You may have been following this and thought, ok, you are doing spreads..what about that January call from a few days ago? Thats still hanging out there and it looks like the QQQ has moved on.
You got a point, the call is still hanging there, and it is worth about 70% less than what we purchased it for.
This is why I utilize double downs. You have seen that I will say "Double Down or DD" meaning bet double what you usually do for this play, or I will say, buy a second order of the same order from a day or two ago effectivly making it a double down.
So lets say I purchase a spread. I buy both a put and a call of the QQQ. Now right off the bat I may feel that the charts say that there is a likely possibility of the market falling over the next few days because the RSI and Candlesticks and MACD are signaling an imminent drop. This is when I might do a single QQQ call but a Double Down (DD) put making my call to put ratio 2:1. This covers the upcoming drop nicely but also takes care of the noise: The sudden rises. The sudden good news. The sudden momentum play to the upside. The seemingly go against the grain days that you guys know too well that are in the markets yourselfs. These days happen. That is when I exit my call leaning into a good upday and keep on hangin onto my Doubledown, providing of course that I am looking to see that we dont have a 'runaway train' developing. A runaway train is something I came up with that describes the market making a long term direction change leaving behind a trading range that will effectivley leave your certain stock price put or call langishing.then expiring in the middle of nowhere with the actual stock price now operating somewhere else. When that situation happens, you want to exit your position and recoup any money you have left before it goes and expires worthless. However, back to my example with my 2:1 spread. What will likely happen seeing my charting skills are pretty good, is that the imminent drop I saw coming will happen, the Double Down end of things will make money at a 2x amount, making twice the money, thus covering the call's losses and still making a profit. I then just exit the call and take any money that might be leftover.
Now what I will usually do is this: Simply purchase a call and a put and wait to see what shakes out the next day. If a big upday or a big downday happens the next day, Ill take the money and sell either the call or the put, leaving the other half of the spread alone. Then hopefully the market will turn and go the other way the next few days making money on my other end of the spread that I had left over.
That above senario is best case and doesnt happen too often, so I have to utilze the DD. Lets say the market is due to drop. I can see it in the charts, things dont look good. I buy a 1:1 spread, one put and one call on the QQQ. The next day the market is up. I exit the call and make some money. Now the puts are flattened and are really cheap plus I am still holding the put from the previous day. Seeing that my charting says the market is about to drop it would be a good idea to Double Down (DD) and get more puts at a cheaper price. Then over the next 2 days, boom. We exit our DD puts.

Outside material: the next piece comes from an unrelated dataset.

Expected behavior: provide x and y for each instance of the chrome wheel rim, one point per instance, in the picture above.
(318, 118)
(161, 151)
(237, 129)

The double down allows you to have some fault tolerance and allows you to iron out seemingly random noise in market movements.
I usually dont go for a triple down. If you go there chances are you are wrong as you were wrong yet again with the DD and now you are just gambling and maybe you dont know what you are doing. I try to pick up and sell any thing laungishing out there. Such as my 115 Jan 15 calls I got hanging out there. I will have to mop that up on Monday. I already covered them with my DD a few days ago, now Im just going to exit them and take whatever money is left. Maybe if the market fades the gap positively Monday morning, I will exit them if the price goes up a bit making the loss better to ingest.
So the double down is like moving around cards. You do a spread. Market moves one way, you see through the techs you are still good, you double down on one end. Market then moves good, exit the DD and then exit the call. And so forth.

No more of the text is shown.